De tweede griffier is buiten staat dit vonnis mede te ondertekenen.
Bijlage I
Tekst gewijzigde tenlastelegging
Aan de verdachte wordt ten laste gelegd dat:
feit 1
hij in of omstreeks de periode van 4 maart 2020 tot en met 1 mei 2020 te [plaats02] , althans in Nederland, tezamen en in vereniging met een ander of anderen, althans alleen, van het plegen van witwassen een gewoonte heeft gemaakt, althans zich schuldig heeft gemaakt aan witwassen, althans aan schuldwitwassen, immers hebben hij, verdachte en/of zijn mededaders, van meerdere geldbedragen, te weten:
  • een geldbedrag van in totaal €16.608.045 (inkomend van 4 maart 2020 tot en met 29 april 2020) en/of;
  • een geldbedrag van in totaal €4.568.890 (uitgaand van 4 maart 2020 tot en met 29 april 2020) en/of;
  • een geldbedrag van in totaal €12.579.380 (aangetroffen op 1 mei 2020)
althans van enige geldbedragen, de werkelijke aard en/of de herkomst en/of de vindplaats en/of de vervreemding en/of de verplaatsing verborgen en/of verhuld en/of verborgen en/of verhuld wie de rechthebbende is of het voorhanden heeft
en/of
meerdere geldbedragen, te weten:
  • een geldbedrag van in totaal €16.608.045 (inkomend van 4 maart 2020 tot en met 29 april 2020) en/of;
  • een geldbedrag van in totaal €4.568.890 (uitgaand van 4 maart 2020 tot en met 29 april 2020) en/of;
  • een geldbedrag van in totaal €12.579.380 (aangetroffen op 1 mei 2020)

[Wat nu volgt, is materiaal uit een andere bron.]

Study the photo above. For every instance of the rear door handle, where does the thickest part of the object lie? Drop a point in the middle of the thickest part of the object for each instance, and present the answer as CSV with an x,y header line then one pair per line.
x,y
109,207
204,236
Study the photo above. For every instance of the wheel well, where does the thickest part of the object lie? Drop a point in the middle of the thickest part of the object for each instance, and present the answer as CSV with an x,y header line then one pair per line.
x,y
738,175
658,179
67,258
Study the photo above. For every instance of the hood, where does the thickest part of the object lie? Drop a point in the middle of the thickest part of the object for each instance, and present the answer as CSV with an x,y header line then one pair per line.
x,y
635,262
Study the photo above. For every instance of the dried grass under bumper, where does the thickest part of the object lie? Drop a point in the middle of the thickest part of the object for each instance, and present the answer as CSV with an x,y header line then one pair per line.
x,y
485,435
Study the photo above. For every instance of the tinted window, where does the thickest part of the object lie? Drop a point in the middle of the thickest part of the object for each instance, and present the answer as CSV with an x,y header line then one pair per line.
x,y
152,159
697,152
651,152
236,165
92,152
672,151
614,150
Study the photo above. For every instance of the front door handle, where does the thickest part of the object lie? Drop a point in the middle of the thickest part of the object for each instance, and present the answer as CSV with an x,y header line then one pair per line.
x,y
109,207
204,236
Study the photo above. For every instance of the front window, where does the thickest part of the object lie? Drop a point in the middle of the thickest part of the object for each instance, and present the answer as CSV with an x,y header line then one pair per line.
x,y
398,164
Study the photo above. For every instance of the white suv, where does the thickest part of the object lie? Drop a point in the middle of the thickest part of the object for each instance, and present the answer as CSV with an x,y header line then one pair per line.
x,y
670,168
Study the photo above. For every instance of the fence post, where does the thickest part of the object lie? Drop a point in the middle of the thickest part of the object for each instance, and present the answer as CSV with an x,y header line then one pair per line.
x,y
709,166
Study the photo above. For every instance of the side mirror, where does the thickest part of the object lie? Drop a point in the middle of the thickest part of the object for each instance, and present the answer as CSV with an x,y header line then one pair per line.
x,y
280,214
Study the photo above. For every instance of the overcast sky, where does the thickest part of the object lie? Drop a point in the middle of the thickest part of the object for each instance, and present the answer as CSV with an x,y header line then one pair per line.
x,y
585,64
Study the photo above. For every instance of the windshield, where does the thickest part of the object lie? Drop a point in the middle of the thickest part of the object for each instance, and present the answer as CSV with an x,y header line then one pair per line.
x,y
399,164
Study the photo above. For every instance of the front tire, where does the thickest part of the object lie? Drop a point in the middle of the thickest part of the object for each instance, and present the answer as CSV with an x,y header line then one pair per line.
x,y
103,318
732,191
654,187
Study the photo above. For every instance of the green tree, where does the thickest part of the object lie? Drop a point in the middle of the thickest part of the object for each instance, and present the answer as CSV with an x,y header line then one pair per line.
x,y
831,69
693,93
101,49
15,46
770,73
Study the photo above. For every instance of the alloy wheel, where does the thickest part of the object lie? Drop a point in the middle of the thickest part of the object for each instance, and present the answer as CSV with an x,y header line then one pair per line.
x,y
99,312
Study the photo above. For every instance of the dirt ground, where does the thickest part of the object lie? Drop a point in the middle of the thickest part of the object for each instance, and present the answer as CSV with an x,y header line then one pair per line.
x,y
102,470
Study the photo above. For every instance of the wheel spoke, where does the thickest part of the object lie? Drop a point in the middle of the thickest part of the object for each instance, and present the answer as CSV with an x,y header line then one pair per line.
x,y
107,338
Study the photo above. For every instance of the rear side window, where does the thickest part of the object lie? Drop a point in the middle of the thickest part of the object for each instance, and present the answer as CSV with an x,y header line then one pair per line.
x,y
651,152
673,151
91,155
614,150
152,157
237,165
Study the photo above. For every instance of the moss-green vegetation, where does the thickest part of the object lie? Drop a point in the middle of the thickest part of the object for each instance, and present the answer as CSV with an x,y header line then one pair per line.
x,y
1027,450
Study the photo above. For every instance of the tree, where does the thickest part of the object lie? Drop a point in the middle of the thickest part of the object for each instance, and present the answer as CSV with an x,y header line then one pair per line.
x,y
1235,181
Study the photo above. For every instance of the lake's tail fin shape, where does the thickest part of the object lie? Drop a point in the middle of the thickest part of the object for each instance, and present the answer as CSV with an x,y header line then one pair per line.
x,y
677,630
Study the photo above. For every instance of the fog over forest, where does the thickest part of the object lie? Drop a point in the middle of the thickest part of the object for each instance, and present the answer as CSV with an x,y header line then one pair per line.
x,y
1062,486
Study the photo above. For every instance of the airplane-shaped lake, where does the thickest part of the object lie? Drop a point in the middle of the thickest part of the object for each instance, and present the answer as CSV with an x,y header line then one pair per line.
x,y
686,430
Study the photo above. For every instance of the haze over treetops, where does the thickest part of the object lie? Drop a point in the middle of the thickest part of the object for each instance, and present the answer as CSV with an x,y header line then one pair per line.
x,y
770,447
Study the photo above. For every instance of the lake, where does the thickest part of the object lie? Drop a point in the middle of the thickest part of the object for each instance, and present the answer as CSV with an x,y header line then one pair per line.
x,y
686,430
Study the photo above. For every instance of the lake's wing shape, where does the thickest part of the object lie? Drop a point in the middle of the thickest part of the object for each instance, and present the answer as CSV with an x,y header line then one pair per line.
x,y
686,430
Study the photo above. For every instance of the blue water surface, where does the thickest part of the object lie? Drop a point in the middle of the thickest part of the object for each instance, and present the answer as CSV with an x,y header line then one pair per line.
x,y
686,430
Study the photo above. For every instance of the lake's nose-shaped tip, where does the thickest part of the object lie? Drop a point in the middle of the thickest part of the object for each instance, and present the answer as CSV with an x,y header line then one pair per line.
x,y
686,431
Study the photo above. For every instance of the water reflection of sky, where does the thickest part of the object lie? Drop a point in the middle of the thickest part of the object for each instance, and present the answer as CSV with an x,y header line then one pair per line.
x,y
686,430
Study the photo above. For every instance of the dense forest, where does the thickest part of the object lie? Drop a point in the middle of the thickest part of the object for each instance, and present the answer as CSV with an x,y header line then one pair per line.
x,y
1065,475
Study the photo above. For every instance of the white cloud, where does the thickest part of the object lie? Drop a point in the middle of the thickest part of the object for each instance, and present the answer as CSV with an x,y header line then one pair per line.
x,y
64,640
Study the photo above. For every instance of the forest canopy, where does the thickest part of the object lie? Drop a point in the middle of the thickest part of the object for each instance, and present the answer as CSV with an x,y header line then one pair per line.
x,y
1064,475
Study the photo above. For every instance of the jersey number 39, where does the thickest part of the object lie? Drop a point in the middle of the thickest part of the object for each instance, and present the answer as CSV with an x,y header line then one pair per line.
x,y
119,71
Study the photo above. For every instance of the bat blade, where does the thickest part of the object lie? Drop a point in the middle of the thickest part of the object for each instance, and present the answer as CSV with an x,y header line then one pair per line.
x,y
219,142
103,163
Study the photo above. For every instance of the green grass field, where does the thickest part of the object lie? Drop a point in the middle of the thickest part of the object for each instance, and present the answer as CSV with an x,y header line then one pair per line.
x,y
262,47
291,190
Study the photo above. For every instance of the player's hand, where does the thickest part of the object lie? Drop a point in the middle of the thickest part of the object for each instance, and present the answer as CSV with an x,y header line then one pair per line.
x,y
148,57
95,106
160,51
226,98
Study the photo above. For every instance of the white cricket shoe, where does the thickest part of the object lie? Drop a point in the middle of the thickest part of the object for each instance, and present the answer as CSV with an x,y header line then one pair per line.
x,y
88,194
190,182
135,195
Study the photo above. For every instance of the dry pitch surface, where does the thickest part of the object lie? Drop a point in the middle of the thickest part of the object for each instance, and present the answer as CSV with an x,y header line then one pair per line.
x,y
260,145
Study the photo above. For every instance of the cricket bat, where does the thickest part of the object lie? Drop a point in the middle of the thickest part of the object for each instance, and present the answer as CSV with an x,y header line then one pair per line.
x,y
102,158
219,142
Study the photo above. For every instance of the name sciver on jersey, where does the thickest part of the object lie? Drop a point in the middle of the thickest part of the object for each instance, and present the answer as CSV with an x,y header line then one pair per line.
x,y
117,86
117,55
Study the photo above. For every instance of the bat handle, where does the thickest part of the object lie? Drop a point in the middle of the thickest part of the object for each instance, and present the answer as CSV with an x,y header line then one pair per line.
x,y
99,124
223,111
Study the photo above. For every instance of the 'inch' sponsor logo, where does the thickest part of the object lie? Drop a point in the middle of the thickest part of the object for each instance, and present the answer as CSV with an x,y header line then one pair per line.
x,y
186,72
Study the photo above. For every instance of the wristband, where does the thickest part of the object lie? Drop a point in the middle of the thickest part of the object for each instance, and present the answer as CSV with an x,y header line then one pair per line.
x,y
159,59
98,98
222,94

althans van enige geldbedragen, verworven en/of voorhanden gehad en/of overgedragen en/of omgezet en/of van deze geldbedragen gebruik heeft gemaakt, terwijl hij, verdachte en/of zijn mededaders wisten, althans redelijkerwijs moesten vermoeden, dat deze geldbedragen - onmiddellijk of middellijk - afkomstig waren uit enig misdrijf;
subsidiair
één of meer personen in of omstreeks de periode van 4 maart 2020 tot en met 1 mei 2020 te
[plaats02] , althans in Nederland, tezamen en in vereniging met een ander of anderen,
van het plegen van witwassen een gewoonte heeft gemaakt, althans zich schuldig heeft/hebben gemaakt aan witwassen, althans aan schuldwitwassen, immers heeft/hebben mededader(s), van meerdere geldbedragen, te weten:
  • een geldbedrag van in totaal €16.608.045 (inkomend van 4 maart 2020 tot en met 29 april 2020) en/of;
  • een geldbedrag van in totaal €4.568.890 (uitgaand van 4 maart 2020 tot en met 29 april 2020) en/of;
  • een geldbedrag van in totaal €12.579.380 (aangetroffen op 1 mei 2020)
althans van enige geldbedragen, de werkelijke aard en/of de herkomst en/of de vindplaats en/of de vervreemding en/of de verplaatsing verborgen en/of verhuld en/of verborgen en/of verhuld wie de rechthebbende is of het voorhanden heeft
en/of
meerdere geldbedragen, te weten:
  • een geldbedrag van in totaal €16.608.045 (inkomend van 4 maart 2020 tot en met 29 april 2020) en/of;
  • een geldbedrag van in totaal €4.568.890 (uitgaand van 4 maart 2020 tot en met 29 april 2020) en/of;
  • een geldbedrag van in totaal €12.579.380 (aangetroffen op 1 mei 2020)
althans van enige geldbedragen, verworven en/of voorhanden gehad en/of overgedragen en/of omgezet en/of van deze geldbedragen gebruik heeft gemaakt, terwijl de mededader(s) wist/wisten, althans redelijkerwijs moest(en) vermoeden, dat deze geldbedragen -onmiddellijk of middellijk - afkomstig waren uit enig misdrijf, tot het plegen van welk(e) misdrijf/misdrijven verdachte in of omstreeks de periode van 1 januari 2020 tot en met 2 april 2020 te [plaats02] althans in Nederland, opzettelijk gelegenheid en/of middelen en/of inlichtingen heeft verschaft, door in de woning [adres02] een verborgen ruimte te bouwen;
feit 2
hij in of omstreeks de periode van 11 februari 2020 tot en met 1 mei 2020 te [plaats02] , althans in Nederland, heeft deelgenomen aan een organisatie, bestaande uit een samenwerkingsverband van natuurlijke personen, te weten (onder andere) [medeverdachte03] en/of [medeverdachte04] en/of [medeverdachte05] en/of [medeverdachte06] , welke organisatie tot oogmerk had het plegen van misdrijven.